Kesedihan

0 0 0
                                    

Mahira tidak menyangka adiknya yang cerewet dan menyebalkan itu, kini terbaring tak berdaya. Kini wajah itu tak lagi kelihatan menjengkelkan dan berubah menjadi wajah yang sendu, siapapun yang melihatnya akan merasa kasihan dengannya.

"Pah, Anton kenapa? Kenapa dia seperti ini?" Tanya Mahira diiringi air mata yang mulai deras.

"Bapak juga tidak tahu, tiba-tiba saja Anton seperti ini," kata Iskandar sambil menggaruk-garuk kepala dengan kencang.

"Pah, Anton harus dibawa ke rumah sakit!" ucap Mahira.

"Iya Bapak tahu, sebentar lagi ambulance datang kok !" Balas Iskandar dengan suara yang meninggi.
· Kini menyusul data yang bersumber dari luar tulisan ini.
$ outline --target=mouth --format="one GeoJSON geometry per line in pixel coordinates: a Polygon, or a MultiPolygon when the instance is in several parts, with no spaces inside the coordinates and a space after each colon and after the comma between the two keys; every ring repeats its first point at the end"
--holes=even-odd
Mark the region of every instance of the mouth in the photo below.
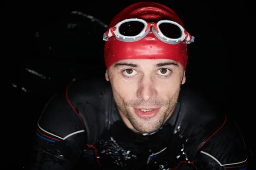
{"type": "Polygon", "coordinates": [[[135,113],[139,117],[143,118],[151,118],[155,116],[159,110],[159,108],[135,108],[135,113]]]}

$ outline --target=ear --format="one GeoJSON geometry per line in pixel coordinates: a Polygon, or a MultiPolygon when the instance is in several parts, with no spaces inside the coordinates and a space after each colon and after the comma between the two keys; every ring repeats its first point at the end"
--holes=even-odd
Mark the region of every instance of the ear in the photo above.
{"type": "Polygon", "coordinates": [[[108,70],[106,70],[106,73],[105,73],[105,79],[106,80],[109,82],[109,77],[108,76],[108,70]]]}
{"type": "Polygon", "coordinates": [[[185,84],[186,82],[186,75],[185,71],[184,71],[184,74],[183,74],[183,77],[182,77],[182,81],[181,81],[181,84],[183,85],[185,84]]]}

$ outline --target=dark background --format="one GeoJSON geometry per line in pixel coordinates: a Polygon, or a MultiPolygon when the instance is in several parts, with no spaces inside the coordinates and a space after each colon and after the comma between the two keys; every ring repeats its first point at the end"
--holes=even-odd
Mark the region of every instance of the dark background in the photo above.
{"type": "MultiPolygon", "coordinates": [[[[121,10],[137,1],[55,5],[38,2],[22,7],[23,14],[20,16],[26,17],[20,17],[20,21],[27,23],[22,29],[29,30],[31,35],[23,41],[30,41],[31,46],[24,47],[26,50],[20,53],[18,59],[10,62],[12,69],[9,99],[13,112],[9,116],[12,123],[14,121],[16,125],[10,128],[16,129],[17,134],[9,137],[16,144],[12,144],[8,154],[12,158],[8,159],[8,162],[22,165],[26,160],[37,120],[54,93],[63,91],[81,74],[88,77],[104,74],[102,37],[106,28],[97,20],[108,25],[121,10]],[[81,13],[71,14],[72,11],[81,13]],[[23,156],[14,161],[17,150],[23,156]]],[[[253,156],[255,111],[248,107],[253,105],[250,102],[253,99],[250,98],[253,96],[247,85],[253,79],[250,75],[251,67],[248,65],[250,60],[246,59],[253,58],[250,38],[253,32],[248,30],[253,28],[254,13],[250,4],[224,4],[221,1],[152,1],[172,8],[185,29],[195,37],[195,42],[188,45],[186,84],[232,116],[244,134],[249,154],[253,156]]]]}

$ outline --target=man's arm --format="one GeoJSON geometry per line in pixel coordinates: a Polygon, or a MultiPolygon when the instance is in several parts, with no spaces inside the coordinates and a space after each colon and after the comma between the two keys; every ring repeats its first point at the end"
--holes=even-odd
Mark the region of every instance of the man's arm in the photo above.
{"type": "Polygon", "coordinates": [[[200,147],[196,170],[247,170],[247,151],[235,123],[226,116],[223,124],[200,147]]]}
{"type": "Polygon", "coordinates": [[[53,97],[39,118],[29,167],[73,170],[86,148],[86,132],[64,95],[53,97]]]}

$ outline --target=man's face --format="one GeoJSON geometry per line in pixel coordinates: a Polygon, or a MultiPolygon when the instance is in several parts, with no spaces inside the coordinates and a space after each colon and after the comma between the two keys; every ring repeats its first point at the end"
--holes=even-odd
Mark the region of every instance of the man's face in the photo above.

Mahira hanya terdiam mendengar perkataan Iskandar dengan suara yang keras itu. Baru kali ini bapaknya bersuara dengan sangat keras kepadanya. Membuat ia berlari keluar dari kamar tersebut dengan rasa sedih teramat sangat.

Limabelas menit kemudian, Ambulance pun tiba di rumah. Iskandar langsung mengangkat Anton dan membawanya ke ambulance Mahira langsung mengikuti bapaknya. Hanya Iskandar, Fauzan, Anton, dan Mahira yang ke rumah sakit. Mahira melihat kaki Anton ternyata sudah sangat bengkak. Luka memang tidak boleh disepelehkan.

"Pak Fauzan, boleh pinjam HPnya? soalnya aku mau kabari Istriku kalau Anton masuk rumah sakit."

Fauzan pun menyodorkan handphone miliknya yang kecil dan berwarna gelap. Iskandar langsung mengambilnya dan langsung menelpon Vera. Belum sempat ia berkata sesuatu, Iskandar sudah menangis tak mampu menahan dirinya.

"Bun, Anton....Anton...." Kata Iskandar ia tak mampu meneruskan kata-katanya.

"Anton kenapa Mas?" Vera sangat khawatir.

"Anton masuk rumah sakit," Ucap Iskandar dengan memaksakan diri.

"Astagfirullah, kenapa bisa? Anton anakku." Vera ikut menangis setelah mendengar berita yang didengarnya.

Suara Vera tak lagi terdengar setelah kalimatnya sampai karena handphone milik Fauzan itu kehabisan cas. Dengan berat hati Iskandar menyerahkan hadphone tersebut ke tuannya.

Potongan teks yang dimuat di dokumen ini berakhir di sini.